For Walker, working with Jacobi, Reid and Lancashire, was the golden ticket. “Those three, who are titans of British theater and screen, carry all that ability and public renown so lightly on their backs,” she says. “I don’t know how they did it, but they made the rest of us so relaxed.”
During what she calls her favorite afternoon on any set, the four of them were waiting to go on, when someone suggested they name the ways they’ve died on screen. “Derek had the longest list, obviously, but I’ve met some appalling ends.”
When she was was young, Walker says, she thought acting would involve a lot more running and jumping, which, by in large, it hasn’t (unless you count walking across London’s Millennium Bridge countless times in high heels as she did in “The Split”).
Nicola Walker, Josh Bolt and Sarah Lancashire in a scene from “Last Tango in Halifax.”
(Matt Squire / PBS)
“Last Tango,” however, did provide her with what she calls her “Tom Cruise stunt moment.” Walker had learned much about handling sheep and farm equipment, but when a scene called for her to back up Gillian’s 1970s tractor, a stunt double appeared. “I was mortified. Then she tries about three times and walks off saying that the tractor was too old,” she recalls. “But I knew that tractor, so I said, ‘That’s OK, I can do it,’ and I backed it up around a corner in the first take.
“It was the one time I felt really cool, my version of Tom Cruise hanging on a plane with no ropes.”
“Alice and Steve” also required her to do a few stunts in a series of intense scenes toward the end of the series, which Walker found exhilarating and worrisome. “I say I love doing stunts, but I was thinking, ‘Please don’t be the middle-aged woman who breaks her ankle jumping from a small height.’”
With 30-odd years in television, Walker has benefited from, and anguished over, the many changes in the industry, including the increasing number of female producers and executives.
“[Producer] Jane Featherstone got me the job on ‘Touching Evil.’ Then she started a production company that did ‘Spooks’ and then another that did ‘River’ and ‘The Split.’ I very much owe my career to her moving up, so I saw that change in the business where women were moving into positions of power.”
Streaming too has increased the reach of her shows, but she’s personally torn about the binge model.
“I keep thinking, all this fabulous effort, months and months of work, and someone like me, I will binge something in two nights,” she says.
The one thing that has her, and many people, truly worried is AI. Walker snorts when discussing a recent AI-generated “announcement” that she and Cillian Murphy would be starring in a noir thriller — ”Wouldn’t that be great?” she says — but last year, she was one of thousands who signed an open letter demanding more transparency about and protection against body scanning.
“No one has ever tried to scan me,” she says, “but that’s because I’m much older and they wouldn’t. What Equity [the British performing arts union] was pointing out is that young actors thinking they have to allow it, which they don’t.
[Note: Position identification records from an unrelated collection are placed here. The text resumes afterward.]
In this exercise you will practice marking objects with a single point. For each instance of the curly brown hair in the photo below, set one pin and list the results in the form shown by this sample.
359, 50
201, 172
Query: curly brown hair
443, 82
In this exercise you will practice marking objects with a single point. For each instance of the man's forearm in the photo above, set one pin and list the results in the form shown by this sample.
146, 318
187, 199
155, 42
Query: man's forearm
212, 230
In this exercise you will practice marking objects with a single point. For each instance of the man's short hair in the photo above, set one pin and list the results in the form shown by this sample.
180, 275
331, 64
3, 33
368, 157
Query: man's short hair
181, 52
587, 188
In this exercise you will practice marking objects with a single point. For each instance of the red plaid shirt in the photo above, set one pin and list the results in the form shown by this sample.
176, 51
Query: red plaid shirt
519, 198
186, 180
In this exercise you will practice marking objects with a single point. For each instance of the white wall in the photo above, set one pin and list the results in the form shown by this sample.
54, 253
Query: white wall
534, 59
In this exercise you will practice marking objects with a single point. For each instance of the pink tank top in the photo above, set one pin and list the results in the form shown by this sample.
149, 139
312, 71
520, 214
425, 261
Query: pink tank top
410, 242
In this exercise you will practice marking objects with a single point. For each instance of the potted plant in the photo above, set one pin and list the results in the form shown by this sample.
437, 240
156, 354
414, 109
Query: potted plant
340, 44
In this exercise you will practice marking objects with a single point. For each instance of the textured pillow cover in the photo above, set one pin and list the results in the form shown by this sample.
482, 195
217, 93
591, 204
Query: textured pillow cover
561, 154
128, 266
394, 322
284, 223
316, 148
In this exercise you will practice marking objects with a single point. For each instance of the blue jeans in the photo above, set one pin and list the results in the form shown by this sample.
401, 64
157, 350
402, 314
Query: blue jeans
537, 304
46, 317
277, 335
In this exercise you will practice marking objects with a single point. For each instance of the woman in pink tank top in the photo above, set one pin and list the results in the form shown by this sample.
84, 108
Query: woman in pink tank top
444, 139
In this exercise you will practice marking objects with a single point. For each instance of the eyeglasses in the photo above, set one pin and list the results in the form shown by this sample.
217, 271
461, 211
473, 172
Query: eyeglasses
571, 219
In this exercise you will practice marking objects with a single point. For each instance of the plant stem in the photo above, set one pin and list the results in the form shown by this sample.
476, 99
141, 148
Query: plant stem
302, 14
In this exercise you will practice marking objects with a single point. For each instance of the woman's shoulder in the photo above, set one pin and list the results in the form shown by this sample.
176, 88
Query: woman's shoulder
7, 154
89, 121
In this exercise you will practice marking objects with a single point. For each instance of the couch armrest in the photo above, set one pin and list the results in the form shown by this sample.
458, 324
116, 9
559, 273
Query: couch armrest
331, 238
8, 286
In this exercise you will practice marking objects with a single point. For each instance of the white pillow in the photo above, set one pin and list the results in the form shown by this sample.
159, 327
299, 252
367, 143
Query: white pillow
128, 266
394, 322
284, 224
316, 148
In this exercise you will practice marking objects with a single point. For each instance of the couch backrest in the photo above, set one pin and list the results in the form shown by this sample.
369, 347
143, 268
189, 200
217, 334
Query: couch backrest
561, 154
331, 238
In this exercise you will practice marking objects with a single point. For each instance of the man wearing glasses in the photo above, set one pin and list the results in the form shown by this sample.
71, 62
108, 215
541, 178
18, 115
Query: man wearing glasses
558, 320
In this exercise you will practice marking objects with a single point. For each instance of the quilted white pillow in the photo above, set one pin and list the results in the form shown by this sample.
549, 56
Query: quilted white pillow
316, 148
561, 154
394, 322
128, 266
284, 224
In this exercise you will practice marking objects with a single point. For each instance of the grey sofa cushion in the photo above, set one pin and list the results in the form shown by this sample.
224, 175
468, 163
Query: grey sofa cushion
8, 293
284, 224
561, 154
I feel it’s really important to protect the generation that’s coming in now.“
Amid the flurry of publicity for “Alice and Steve,” Walker isn’t sure what comes next; the series ends with a very dramatic cliffhanger, which could set up a second season. Or not. Walker is definitely game, though she’s happy either way.
“We were going to leave everything on the dance floor with this one,” she says, “and it works as a stand alone. We would love to do more, but if we never hear from them again, it will be one of the favorite endings of anything I’ve ever done.”
Meanwhile, she says, she’s looking for the next job. What about making real that hallucinated series with Cillian Murphy?
“Wouldn’t it be awful,” she says, laughing uproariously, “if that they tracked that thing down and it came from my IP address?”